Exams: There will be an open-book, open-notes midterm exam held during class on 10/17/2018 (Wednesday), and an open-book, open-notes final exam held on TBD. Both exams will have a similar format: mixing multiple-choice, true-false, and short answer questions. Please notice that the exam dates are fixed, and there will be no makeup exams.
Course Project: Students will work in groups of 3-6 students over the course of the semester to complete an original research project related to computer security. Students can define research projects together with the instructor, or more likely extend or attack the results of another recently-published paper. More information on projects has been or will be included on the "Projects" page, and it is part of the course syllabus and students are expected to read and understand it. The course project will be graded based on a presentation (20%) and reports (80%) which include pre-proposal, three mandatory progress meetings and reports, and the final report.

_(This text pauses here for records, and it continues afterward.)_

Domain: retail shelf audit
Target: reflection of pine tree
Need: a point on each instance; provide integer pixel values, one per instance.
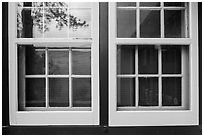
(49, 14)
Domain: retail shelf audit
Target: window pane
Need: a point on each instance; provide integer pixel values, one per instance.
(30, 4)
(81, 62)
(126, 4)
(34, 60)
(147, 59)
(29, 23)
(149, 24)
(35, 92)
(171, 91)
(148, 91)
(79, 4)
(58, 92)
(56, 23)
(126, 59)
(58, 62)
(126, 23)
(55, 4)
(174, 4)
(125, 92)
(171, 59)
(80, 23)
(81, 91)
(150, 4)
(174, 24)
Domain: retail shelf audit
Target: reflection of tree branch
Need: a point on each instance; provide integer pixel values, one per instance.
(57, 14)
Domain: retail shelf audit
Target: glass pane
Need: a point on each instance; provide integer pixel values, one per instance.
(147, 59)
(81, 62)
(148, 91)
(29, 23)
(58, 92)
(35, 92)
(55, 4)
(174, 4)
(34, 60)
(58, 62)
(126, 4)
(126, 23)
(171, 59)
(150, 4)
(80, 23)
(171, 91)
(125, 92)
(149, 24)
(174, 24)
(30, 4)
(126, 59)
(80, 4)
(56, 23)
(81, 91)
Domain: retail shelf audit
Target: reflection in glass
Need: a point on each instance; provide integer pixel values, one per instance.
(79, 4)
(125, 92)
(126, 4)
(174, 24)
(29, 23)
(80, 23)
(35, 92)
(126, 59)
(174, 4)
(171, 91)
(58, 62)
(81, 91)
(58, 92)
(150, 4)
(55, 4)
(81, 62)
(126, 23)
(30, 4)
(147, 59)
(34, 60)
(171, 59)
(149, 24)
(52, 21)
(56, 27)
(148, 91)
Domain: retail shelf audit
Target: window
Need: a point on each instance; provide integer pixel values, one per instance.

Late submissions: All submissions are worth 50%, up to 24 hours after the submission deadline and 0 points after that.
Final scores will be computed as a weighted average of the exercises score (10%), lab assignments score (15%), midterm score (20%), final exam score (25%), and project score (30%). Grades will be assigned strictly on the following scale:
Grade Minimum Score
Collaboration and External Sources
We generally permit and sometimes encourage students to collaborate on the exercises, homeworks, and course projects for the best results and to maximize everyone's learning. We also ocassionally encourage the use of online resources for completing assignments in this course. However, it is never acceptable to use someone else's work without acknowledging it. Every source you use or modify for an exercise, homework or project must be explicitly acknowledged. Failure to do so will be considered plagiarism.
The University Student Conduct Code defines scholastic dishonesty as: submission of false records of academic achievement; cheating on assignments or examinations; plagiarizing; altering, forging, or misusing a University academic record; taking, acquiring, or using test materials without faculty permission; acting alone or in cooperation with another to falsify records or to obtain dishonestly grades, honors, awards, or professional endorsement. In this course, a student found responsible for scholastic dishonesty will at a minimum receive a grade of 0 for the assignment in question and be reported to the campus-wide Office for Community Standards (OCS). More serious offenses will receive a grade of F (or N) for the course and be subject to additional sanctions from the University. You should also read this page about academic conduct in computer science. Students are also required to abide by the Student Conduct Code. Please do read UMN's STUDENT CONDUCT CODE.
Other Applicable Policies: By the nature of this class, we will often discuss techniques that could be used to compromise the security of certain computer systems. However, it is very important that you never apply these techniques to a computer without the permission of the computer's owner. In particular you should never attempt to attack the security of computers that belong to CSE Labs, the department, the University, or an unsuspecting classmate. If we learn that a student has unethically exploited a vulnerability discussed in class, ** that student will fail**. This is in addition to any University-level, department-level or legal penalties such an action may be subject to.